The Family Cottage – Inherited Dream or Future Nightmare?

The crisp autumn air isn’t just a reminder that summer is over, but also a signal to an end of cottage season for some.

Most that invest in their own cottage do it with a mind to “keep it in the family.” Watching your kids grow up at the cottage with the thought that you will one day pass it to them to see their own children enjoy it, is a beautiful dream. But the reality is that passing the family cottage to your kids can be more complicated than it seems, and when done incorrectly can turn your idyllic dream into an utter nightmare.

With some clever estate planning you can rest assured that after you’re gone, your family will be swimming in the lake by the cottage, and not swimming in tax-related debt. You see what we did there? You get the point.

Well, there are a number of ways to minimize tax consequences when passing on your cottage. Each has its pro and cons, and each only works in certain situations.  

First, you can consider gifting the cottage to your child or beneficiary before you die. This let’s you pay the capital gains tax on it, so your estate or your child don’t have to. The drawback? The cottage doesn’t belong to you anymore. Your kid is free to sell it, not invite you over, or even lose it in a messy divorce.   

Second, if you don’t want to lose ownership rights while you are alive, you can gift it in your will. This means your kids or beneficiary will get ownership upon your death. Again, this means that your beneficiary can sell your beloved cottage, and your dreams of having your grandchildren spend summers there may come to nothing. However, even this option will likely attract estate administration tax, which will be paid for by your estate. Death and taxes, am I right?         

Third, you could set up a cottage trust. This will give you some control over the cottage after you’ve passed away. The trust then holds the cottage for the enjoyment of your beneficiaries. You can even allocate funds which can be used to maintain the property. The trust also protects the cottage from any legal disputes that may arise after you’re gone, including bankruptcy, liens and divorce. The catch? When it comes to discretionary trusts, there is what is called a “deemed disposition.” This means that every 21 years capital gains tax becomes payable on the cottage.

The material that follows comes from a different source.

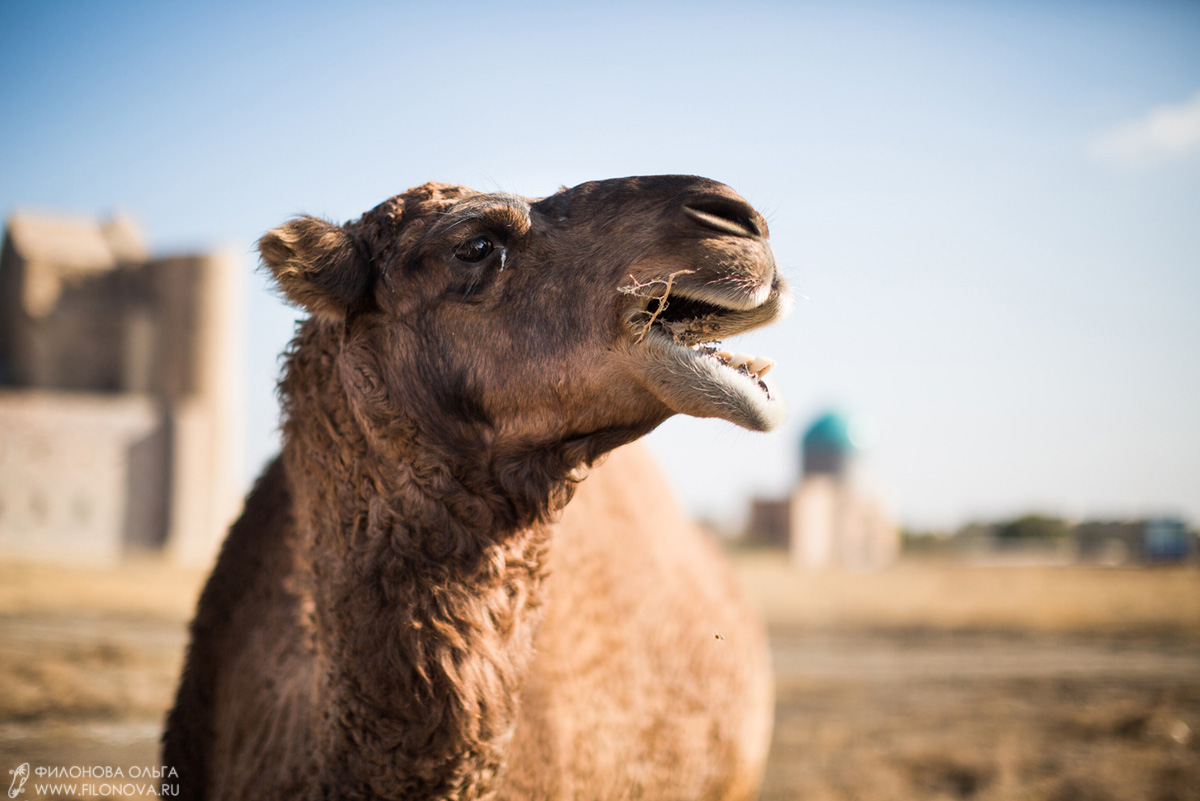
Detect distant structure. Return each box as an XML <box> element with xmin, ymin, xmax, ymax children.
<box><xmin>1073</xmin><ymin>517</ymin><xmax>1196</xmax><ymax>566</ymax></box>
<box><xmin>748</xmin><ymin>411</ymin><xmax>900</xmax><ymax>570</ymax></box>
<box><xmin>0</xmin><ymin>213</ymin><xmax>242</xmax><ymax>564</ymax></box>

If there isn’t enough to pay the taxes, the cottage has to be sold.

The above are overly simplified theoretical options for dealing with your cottage. In reality, estate planning is far more complicated and requires legal assistance. 

However, as you can see, you have options. You need to consider what works best in your situation, as it’s not a “one-size fits all.” I mean, you know your family better than we do, so keep them in mind when considering how to estate plan. Let’s put it this way, it’s hard enough for some parents to get their kids to listen to them now, you think it’ll be easier to dictate terms from the grave?